The goal of L.A. Unified is to provide students with the knowledge and skills to graduate prepared for college, career and life. As we near the end of the school year, we are featuring stories about some of the outstanding members of the Class of 2017.
The blockbuster Broadway musical “Hamilton,” about the famous Founding Father, includes the line, “Immigrants! They get the job done.”
Grant Senior High School graduate Miriam Baghdasaryan embodies this notion. Arriving in the United States from Armenia when she was just 8, she is now graduating at the top of her class. And the former English-learner will be giving the valedictory address during Grant’s commencement ceremony on June 8.
“My parents wanted the best opportunities for my sister and me,” she said. “They really believed in the American system of education, and so they left their entire lives behind and brought us here.”
Enrolled as a third-grader at Monlux Elementary School in North Hollywood, Baghdasaryan found herself struggling with her lessons as she tried to master her new language.
“I was surrounded by English, and it was stressful because I couldn’t speak and understand it as well as I wanted,” she said. “I had a hard time having been at the top of my class in Armenia and then seeing my grades fall when I came here – especially in English.”

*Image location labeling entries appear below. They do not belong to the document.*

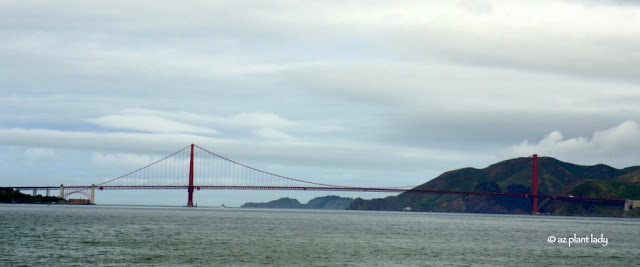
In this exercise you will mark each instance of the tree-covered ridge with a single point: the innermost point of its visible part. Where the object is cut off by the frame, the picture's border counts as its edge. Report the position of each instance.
(327, 202)
(514, 176)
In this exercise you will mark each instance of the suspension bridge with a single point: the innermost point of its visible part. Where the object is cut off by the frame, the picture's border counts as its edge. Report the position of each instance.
(194, 168)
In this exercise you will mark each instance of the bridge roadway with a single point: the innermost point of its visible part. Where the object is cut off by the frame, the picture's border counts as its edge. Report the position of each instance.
(319, 188)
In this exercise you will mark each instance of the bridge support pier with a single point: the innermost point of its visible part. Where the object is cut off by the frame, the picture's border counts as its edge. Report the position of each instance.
(190, 188)
(534, 185)
(93, 194)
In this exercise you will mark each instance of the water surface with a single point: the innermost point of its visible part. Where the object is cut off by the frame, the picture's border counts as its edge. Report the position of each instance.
(64, 235)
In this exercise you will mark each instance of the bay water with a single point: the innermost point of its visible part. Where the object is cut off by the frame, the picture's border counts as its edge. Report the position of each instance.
(67, 235)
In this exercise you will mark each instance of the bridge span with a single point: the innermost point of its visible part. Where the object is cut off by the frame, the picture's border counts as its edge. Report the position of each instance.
(194, 168)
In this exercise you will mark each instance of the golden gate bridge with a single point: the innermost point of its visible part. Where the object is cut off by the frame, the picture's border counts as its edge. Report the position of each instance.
(194, 168)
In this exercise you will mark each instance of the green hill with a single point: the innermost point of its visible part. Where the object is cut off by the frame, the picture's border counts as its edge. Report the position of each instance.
(514, 176)
(327, 202)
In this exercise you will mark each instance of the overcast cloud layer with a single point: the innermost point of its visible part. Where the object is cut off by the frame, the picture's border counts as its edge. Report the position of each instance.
(365, 93)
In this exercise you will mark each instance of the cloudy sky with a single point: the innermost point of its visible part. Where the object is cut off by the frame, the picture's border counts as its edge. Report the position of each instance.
(363, 93)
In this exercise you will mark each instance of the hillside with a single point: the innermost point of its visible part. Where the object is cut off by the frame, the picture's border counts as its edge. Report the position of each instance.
(328, 202)
(514, 176)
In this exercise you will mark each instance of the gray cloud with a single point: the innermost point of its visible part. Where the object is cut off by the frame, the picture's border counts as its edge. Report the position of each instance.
(356, 92)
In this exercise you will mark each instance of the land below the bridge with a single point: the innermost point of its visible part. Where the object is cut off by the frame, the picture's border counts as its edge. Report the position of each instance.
(9, 195)
(555, 178)
(327, 202)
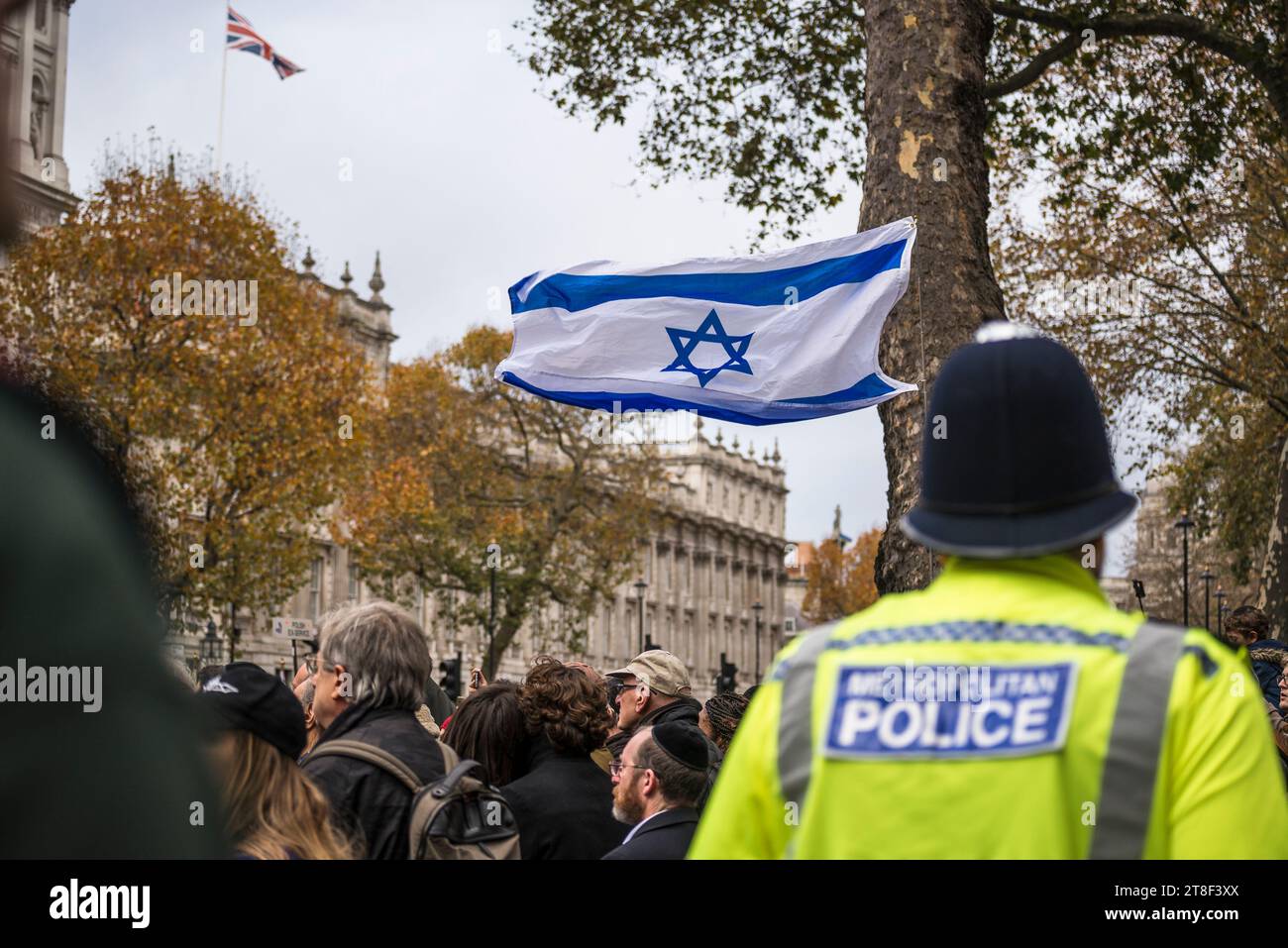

Baghdasaryan spent hours each night practicing English words and phrases, often translating her lessons to Armenian to improve her understanding and then translating back to English. She was fluent by the end of fourth grade and transferred from ESL into regular classes. By the time she entered Madison Middle School, she was earning straight As, an accomplishment that continued through high school.
With top-notch grades, she was accepted by four University of California campuses – Berkeley, Irvine, Santa Barbara and UCLA – and wait-listed at Harvard.
She chose to attend UCLA as a political science major, and will be rooming in the dorms with her best friend and Grant classmate, Angela Manukyan.
Baghdasaryan also plans to take advantage of work-study programs while volunteering her time as much as she can.
“Although I don’t know which direction life will ultimately take me, I plan to have a job in public service, maybe even in education” she said. “I’ve just come to value education so much and all of the benefits it has brought me.”
Baghdasaryan credits her family, her friends, teachers and administrators for her success.
“I wouldn’t be who I am without them,” she said. “My parents always pushed me hard to succeed, and then I reached a point where I began to push myself to be as successful as I could at everything I do.”
She recalls seeing a flyer for Academic Decathlon on orientation day of her freshman year. Not knowing much about it, she and her best friend decided to try it out. And, now she is the only student in her class to have been involved in Academic Decathlon all four years of high school.
“It’s been an amazing experience,” she said. “I am still in touch with the team I began with my first year. Every year since, we have just built this familial relationship, where we guide and help one another. We work together to recognize our strengths and weaknesses and work hard to improve on all levels.”
She says Academic Decathlon introduced her to fields to which she might not otherwise have been exposed, such as art history and economics. She decided to take Advanced Placement courses in those subjects, and aced the exams. She is even considering an art history minor at UCLA.
“That would make my dad happy,” she said, smiling. “He is a history buff, and for years every morning driving to school, he would quiz me about what I was learning in history. I would answer the questions, and then he would use the Socratic method to get me to think more deeply about what I was learning.”
Baghdasaryan has also been involved in student leadership through high school, and now serves as vice president of the Associated Study Body. She and Manukyan, the ASB president, read the daily announcements to the school every morning.
She says her time at Grant High School has provided good preparation for her time after graduation.
“I am so grateful to all the teachers and administrators here who have helped me so much,” she said. “My high school years have been amazing, and I can’t wait to see what’s next for me as I journey forward.”
According to Grant Principal Vicki Damonte, the feeling is mutual.
“Students like Miriam help us know we must be doing something right,” Damonte said. “She’s just so well-rounded. Aside from being incredibly bright, she has a terrific personality, and is personable, so artistic and kind. We are all very proud of her. We know she is going to go out into the world and really knock ‘em dead.”
While Baghdasaryian says she will miss everyone at her high school, she looks forward to learning new things and meeting new challenges. While waiting for the fall term to start, she’ll take swimming lessons.
“I don’t know how to swim,” she said. “So, that’s something new I am going to learn. I don’t think I will ever stop learning. It’s what makes life rewarding.”
While excited about the future and where she is going, Baghdasaryian approaches everything she does with a calm and positive demeanor. She seems perfectly content with where she has been and where she is now.
“Sometimes, your life may seem like it’s all mapped out,” she said. “But, when you look closer, you see a lot of jagged lines, twists and turns, ups and downs. If you do your best to navigate those jagged lines and take on all the opportunities that life offers, then you will live to your fullest, and you will be a happy person.”